I don't believe that Ledger killed himself on purpose, but saying that this is some tragic accident is ludicrous. Being killed in a plane crash is a tragic accident; I believe the name for this is cause and effect. This isn't some rare incident. Homemade prescription drug cocktails will kill you.

And I am ticked off and I shouldn't write it, but I want to add that after oxycodone, the ibuprofin is a bit ridiculous.

Tuesday, February 05, 2008

Dean Kamen, are you hitting on me?

I'm just going to assume that every time you do something awesome, such as inventing a prosthetic arm based upon Luke Skywalker's prosthetic arm, that you are totally flirting.
Dean Kamen, isn't it time for a midlife crisis girlfriend? Call me!

Thanks for the link, Drew.

Monday, February 04, 2008

sniff sniff snuffle snuffle cough HONK!

So, still sick. Went into the office for two and a half hours and left.

Now I am home and starting some delicious chili, to cook all day, so that I can sleep until 6pm.

Couldn't find Tylenol PM anywhere (fine, I only tried Top Foods) and I took Nyquil last night and I am convinced that it caused sleep apnea. Which is scary shit.

So, I'm going back to sleep soon, without the Nyquil which may or may not (probably the latter) make me sometimes forget to breathe.

But before I go I just want to say that Chris told me a homeless man is sleeping under the stairs of my apartment and I am very unhappy about this situation and my solution is to go out the back door from here on out.

Back door: now with %100 less hobos. And you can take that however you want, because I am sick and going to bed and don't have time to deal with you now, you big pervert.

Friday, February 01, 2008

Now with even more of the sexy!

So my sore throat has progressed from truck stop lady voice to fine sounding voice if you are into huge coughing phlegm fits of doom. Last night I woke up from slumber at 3 and proceeded to cough so hard I ran to the bathroom, afraid I was going to hurl. I have done this twice this morning.

I was going to go into to work but a brief glimpse in the mirror was enough to convince me that I needed to stay home some more. Which is a huge shame, as I was all set to attend a hot-tub, fondue, Groundhog's Day party tomorrow night, but communal food and chemical fumes are probably not a great idea for a few days yet. Hopefully I'll be up and moving by Sunday because I refuse to miss two excellent eating occasions in a row.

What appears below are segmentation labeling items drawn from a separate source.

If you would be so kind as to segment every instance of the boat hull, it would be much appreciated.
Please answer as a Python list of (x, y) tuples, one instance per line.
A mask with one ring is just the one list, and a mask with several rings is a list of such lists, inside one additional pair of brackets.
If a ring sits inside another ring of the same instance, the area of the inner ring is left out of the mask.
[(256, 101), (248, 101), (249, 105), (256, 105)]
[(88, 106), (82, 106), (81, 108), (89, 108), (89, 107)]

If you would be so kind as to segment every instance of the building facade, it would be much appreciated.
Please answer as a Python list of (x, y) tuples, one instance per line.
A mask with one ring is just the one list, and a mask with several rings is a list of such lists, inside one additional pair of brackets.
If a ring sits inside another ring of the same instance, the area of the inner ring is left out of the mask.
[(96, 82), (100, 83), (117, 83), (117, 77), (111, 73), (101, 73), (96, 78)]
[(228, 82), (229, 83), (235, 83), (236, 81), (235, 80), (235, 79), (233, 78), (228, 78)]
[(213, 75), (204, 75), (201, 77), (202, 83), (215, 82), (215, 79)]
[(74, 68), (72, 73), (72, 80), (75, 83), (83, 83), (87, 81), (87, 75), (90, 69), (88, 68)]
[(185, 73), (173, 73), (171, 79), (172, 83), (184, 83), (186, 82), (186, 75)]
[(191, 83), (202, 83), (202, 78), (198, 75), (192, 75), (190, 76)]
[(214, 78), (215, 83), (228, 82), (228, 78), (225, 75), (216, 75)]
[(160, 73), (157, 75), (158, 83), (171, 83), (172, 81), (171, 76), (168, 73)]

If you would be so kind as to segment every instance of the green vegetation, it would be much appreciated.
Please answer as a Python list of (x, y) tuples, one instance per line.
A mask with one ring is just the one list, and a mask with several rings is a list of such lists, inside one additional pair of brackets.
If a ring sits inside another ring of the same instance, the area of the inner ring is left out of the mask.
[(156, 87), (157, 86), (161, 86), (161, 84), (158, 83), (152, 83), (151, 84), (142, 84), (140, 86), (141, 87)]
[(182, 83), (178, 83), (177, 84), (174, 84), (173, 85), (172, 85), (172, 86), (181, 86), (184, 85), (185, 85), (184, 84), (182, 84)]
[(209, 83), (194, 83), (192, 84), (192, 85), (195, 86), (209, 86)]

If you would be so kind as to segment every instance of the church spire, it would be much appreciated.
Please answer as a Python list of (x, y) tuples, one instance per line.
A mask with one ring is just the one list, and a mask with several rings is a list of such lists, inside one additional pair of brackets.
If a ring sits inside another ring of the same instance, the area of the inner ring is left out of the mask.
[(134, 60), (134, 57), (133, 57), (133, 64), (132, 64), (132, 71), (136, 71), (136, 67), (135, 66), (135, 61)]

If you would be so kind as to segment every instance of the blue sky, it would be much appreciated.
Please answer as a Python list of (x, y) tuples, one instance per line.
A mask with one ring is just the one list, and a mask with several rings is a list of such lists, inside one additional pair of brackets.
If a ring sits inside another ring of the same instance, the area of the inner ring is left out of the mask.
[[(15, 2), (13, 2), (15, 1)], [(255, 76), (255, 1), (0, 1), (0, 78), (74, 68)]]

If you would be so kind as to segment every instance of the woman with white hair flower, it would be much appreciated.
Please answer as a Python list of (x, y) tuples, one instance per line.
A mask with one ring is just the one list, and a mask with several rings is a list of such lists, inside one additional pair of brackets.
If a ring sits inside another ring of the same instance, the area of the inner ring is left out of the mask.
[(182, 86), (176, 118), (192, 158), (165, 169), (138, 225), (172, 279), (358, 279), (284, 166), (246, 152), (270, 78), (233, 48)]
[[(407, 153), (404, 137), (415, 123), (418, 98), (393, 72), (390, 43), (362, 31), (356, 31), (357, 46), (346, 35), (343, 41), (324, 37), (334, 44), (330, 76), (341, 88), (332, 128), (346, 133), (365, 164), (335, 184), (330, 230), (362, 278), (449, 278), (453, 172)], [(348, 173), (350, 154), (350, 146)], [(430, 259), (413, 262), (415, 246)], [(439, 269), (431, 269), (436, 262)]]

Additionally, I'm running super-slowly right now as I'm sick, but I am still super bored. I've been mostly sleeping so that is fine, but holy cow! When they say that there is nothing on TV during the day, it is completely false. There is a ton of shit on TV. Today I've watched a show where they make people over so they appear younger and skinnier, the news, three cooking shows and a documentary on Croatia. *tears of anguish* At least I can enjoy working my way through my mammoth stack of unread comics.

But what I really desire (besides ice cream and cinnamon rolls and nachos) is human interaction. Hopefully I can trick some of you healthies into hanging out with me (read lounging around + snacks) tomorrow to relieve me of my solitude. This completely destroys my personal goal/fantasy of becoming a hermit.

In other news, I am running out of food and clean clothes. Hey, please come over, there is no food and my clothes are filthy. Sounds awesome right? What? No?

ps- The owner of the good cheesesteak place I mention a while ago was gunned down by some local troublemaker who wanted to sell drugs in his restaurant. I am pretty sad about it. Thanks, The News.

OK less blog writing, more phlegm hacking!